As described above, according to the above embodiment, when the carrier frequency of the received signal and the oscillation frequency of the reference signal oscillation circuit 2 are different, the frequency difference becomes the phase difference with the ideal phase information at the time of identification. It is possible to inform the reference frequency control circuit 8 of the magnitude of the frequency difference by using the information of the phase likelihood detection circuit 7, and based on that, the frequency difference is quickly eliminated, and the frequency matches the carrier frequency of the received signal. There is an advantage that the frequency can be output quickly from the reference signal oscillation circuit 2.

EFFECTS OF THE INVENTION As is apparent from the above embodiment, the present invention is in a “phase lead” state with respect to the ideal phase information when the carrier frequency of the received signal and the oscillation frequency of the reference signal oscillation circuit are different. It controls the oscillation frequency of the reference signal oscillator circuit by weighting whether it is in the "phase delay" state with the information of the phase likelihood, and quickly matches the oscillation frequency of the reference signal oscillator circuit with the carrier frequency of the received signal. It has the advantage that it can be done.

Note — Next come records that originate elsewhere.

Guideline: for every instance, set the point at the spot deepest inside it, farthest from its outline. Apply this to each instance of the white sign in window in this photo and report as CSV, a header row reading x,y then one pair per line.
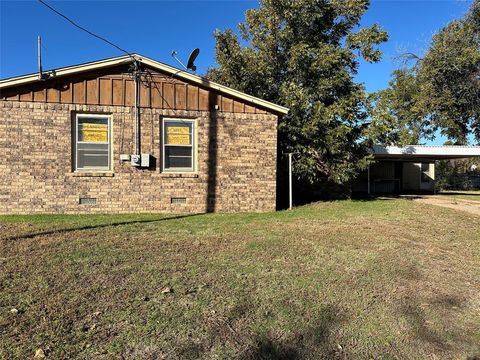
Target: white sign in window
x,y
92,142
178,145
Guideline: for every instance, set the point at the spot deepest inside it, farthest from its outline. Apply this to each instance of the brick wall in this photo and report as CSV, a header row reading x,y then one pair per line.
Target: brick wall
x,y
236,163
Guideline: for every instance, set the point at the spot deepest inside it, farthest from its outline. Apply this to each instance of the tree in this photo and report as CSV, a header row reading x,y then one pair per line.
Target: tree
x,y
444,86
304,54
395,116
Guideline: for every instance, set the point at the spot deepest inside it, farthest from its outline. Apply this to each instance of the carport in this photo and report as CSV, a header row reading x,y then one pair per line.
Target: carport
x,y
410,169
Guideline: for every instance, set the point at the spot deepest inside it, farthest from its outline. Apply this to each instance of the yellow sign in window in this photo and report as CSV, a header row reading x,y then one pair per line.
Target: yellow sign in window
x,y
178,135
94,132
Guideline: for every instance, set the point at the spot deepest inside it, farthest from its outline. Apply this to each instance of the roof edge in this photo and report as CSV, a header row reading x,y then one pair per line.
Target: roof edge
x,y
32,78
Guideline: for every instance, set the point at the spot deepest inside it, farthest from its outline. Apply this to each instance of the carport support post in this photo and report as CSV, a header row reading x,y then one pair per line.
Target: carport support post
x,y
290,195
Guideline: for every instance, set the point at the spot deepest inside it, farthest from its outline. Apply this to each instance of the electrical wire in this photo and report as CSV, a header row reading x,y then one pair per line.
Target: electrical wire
x,y
86,30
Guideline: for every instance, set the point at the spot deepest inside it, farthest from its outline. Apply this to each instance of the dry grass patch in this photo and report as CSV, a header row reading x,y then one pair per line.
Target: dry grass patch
x,y
351,279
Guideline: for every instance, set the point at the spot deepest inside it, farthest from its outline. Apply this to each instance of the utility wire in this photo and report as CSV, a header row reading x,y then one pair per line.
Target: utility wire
x,y
86,30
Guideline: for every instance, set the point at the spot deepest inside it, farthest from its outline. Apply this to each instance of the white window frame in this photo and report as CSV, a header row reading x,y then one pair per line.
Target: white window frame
x,y
110,155
193,168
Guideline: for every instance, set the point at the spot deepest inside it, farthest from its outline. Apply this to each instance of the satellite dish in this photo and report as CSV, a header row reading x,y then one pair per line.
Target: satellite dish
x,y
191,59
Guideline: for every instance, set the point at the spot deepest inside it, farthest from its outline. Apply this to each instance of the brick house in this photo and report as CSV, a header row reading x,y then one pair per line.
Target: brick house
x,y
95,138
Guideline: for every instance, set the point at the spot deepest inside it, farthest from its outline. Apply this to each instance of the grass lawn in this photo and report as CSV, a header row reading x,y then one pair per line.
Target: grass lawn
x,y
473,195
383,279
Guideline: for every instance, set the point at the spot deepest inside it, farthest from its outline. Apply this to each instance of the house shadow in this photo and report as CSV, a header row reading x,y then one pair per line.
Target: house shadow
x,y
93,227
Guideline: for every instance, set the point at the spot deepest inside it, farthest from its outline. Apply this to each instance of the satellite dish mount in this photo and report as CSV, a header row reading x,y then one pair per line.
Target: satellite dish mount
x,y
191,60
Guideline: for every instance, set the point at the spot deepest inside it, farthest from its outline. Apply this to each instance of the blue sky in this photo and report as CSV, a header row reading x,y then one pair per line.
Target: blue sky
x,y
155,28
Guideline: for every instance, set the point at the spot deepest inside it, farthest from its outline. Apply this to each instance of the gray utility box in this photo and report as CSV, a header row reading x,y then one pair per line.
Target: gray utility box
x,y
140,160
145,162
135,160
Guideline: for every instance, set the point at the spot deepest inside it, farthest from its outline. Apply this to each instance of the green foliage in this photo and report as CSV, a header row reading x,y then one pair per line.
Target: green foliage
x,y
455,175
395,116
304,54
441,91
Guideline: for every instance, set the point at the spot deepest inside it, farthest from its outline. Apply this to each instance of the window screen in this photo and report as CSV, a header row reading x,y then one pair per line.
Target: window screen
x,y
178,145
92,142
425,172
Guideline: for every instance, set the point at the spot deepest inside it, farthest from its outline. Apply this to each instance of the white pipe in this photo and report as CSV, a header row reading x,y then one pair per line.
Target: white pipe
x,y
137,114
39,54
290,197
368,172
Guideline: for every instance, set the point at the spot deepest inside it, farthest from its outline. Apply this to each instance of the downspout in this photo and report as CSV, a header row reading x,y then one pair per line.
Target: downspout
x,y
136,143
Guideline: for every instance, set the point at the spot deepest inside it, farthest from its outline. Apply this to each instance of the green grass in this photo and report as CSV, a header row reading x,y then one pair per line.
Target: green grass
x,y
473,195
384,279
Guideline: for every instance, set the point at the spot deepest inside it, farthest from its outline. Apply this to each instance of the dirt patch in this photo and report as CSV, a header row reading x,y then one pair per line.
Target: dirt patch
x,y
472,207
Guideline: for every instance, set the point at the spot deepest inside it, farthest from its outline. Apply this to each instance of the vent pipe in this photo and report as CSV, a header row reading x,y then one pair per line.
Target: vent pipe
x,y
39,54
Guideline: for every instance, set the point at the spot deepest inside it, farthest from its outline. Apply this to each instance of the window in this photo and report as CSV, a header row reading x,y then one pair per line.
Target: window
x,y
92,142
178,145
425,172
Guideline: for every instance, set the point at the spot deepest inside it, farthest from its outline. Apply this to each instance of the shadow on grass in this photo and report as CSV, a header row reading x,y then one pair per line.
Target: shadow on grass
x,y
313,340
92,227
459,193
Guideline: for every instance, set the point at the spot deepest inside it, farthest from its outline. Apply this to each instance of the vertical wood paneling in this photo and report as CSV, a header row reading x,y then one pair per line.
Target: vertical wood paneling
x,y
53,95
227,104
203,100
92,92
38,95
78,93
168,96
238,106
144,94
129,92
192,97
14,97
117,91
26,96
249,109
156,94
66,93
105,96
180,96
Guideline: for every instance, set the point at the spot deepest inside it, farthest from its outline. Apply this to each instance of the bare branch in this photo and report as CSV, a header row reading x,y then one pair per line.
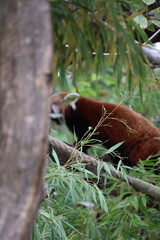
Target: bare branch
x,y
67,154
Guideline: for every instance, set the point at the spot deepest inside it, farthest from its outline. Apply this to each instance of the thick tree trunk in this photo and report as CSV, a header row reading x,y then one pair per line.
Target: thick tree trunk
x,y
25,64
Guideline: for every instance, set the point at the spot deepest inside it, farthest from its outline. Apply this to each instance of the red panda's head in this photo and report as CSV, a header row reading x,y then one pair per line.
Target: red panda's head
x,y
59,101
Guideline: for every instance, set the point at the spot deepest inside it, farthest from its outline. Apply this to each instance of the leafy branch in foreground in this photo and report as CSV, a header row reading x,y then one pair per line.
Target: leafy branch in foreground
x,y
67,154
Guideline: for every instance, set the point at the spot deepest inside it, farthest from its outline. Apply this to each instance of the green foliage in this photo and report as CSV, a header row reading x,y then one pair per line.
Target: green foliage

[Brief description of drawings]

FIG. 1 is a block diagram of a data receiving apparatus according to an embodiment of the present invention, and FIG. 2 is a block diagram of a conventional data receiving apparatus. 1,21 ... Received signal input terminal, 2,22 ... Reference signal oscillator circuit, 3,23
... Phase detection circuit, 4, 24 ... Clock recovery circuit, 5, 25 ... Decoding circuit, 6, 26 ... Decoded data output terminal, 7 ... Phase likelihood detection circuit, 8, 27 ... Reference frequency control circuit

Claims (1)

[Claims] 1. A reference signal oscillator circuit having a variable frequency function for oscillating a frequency substantially equal to a carrier frequency of a received signal, and a phase difference between the output of the reference signal oscillator circuit and the received signal is detected to detect the received signal. A phase detection circuit that quantizes and outputs the phase information, a clock recovery circuit that obtains the optimum identification time from the output signal of the phase detection circuit, and the output of the phase detection circuit is determined based on the optimum identification time to decode the data. The decoding circuit that performs the above, the phase likelihood detection circuit that checks the phase difference between the phase information obtained at the identification time and the phase information that should originally be transmitted, and outputs the likelihood of the transmitted data, and the phase likelihood detection circuit that is obtained at the identification time The phase information is judged to be "leading" or "lagging" with respect to the phase information to be originally transmitted, and "leading" or "lagging" is output by the output of the phase likelihood detection circuit.
And a reference frequency control circuit that detects and outputs the frequency difference from the "leading" or "lagging" deflection,
By rapidly detecting the difference between the carrier frequency of the received signal and the frequency output from the reference signal oscillation circuit, and changing the oscillation frequency of the reference signal oscillation circuit to eliminate the difference,
A data receiving apparatus that decodes data by following the carrier frequency of a received signal.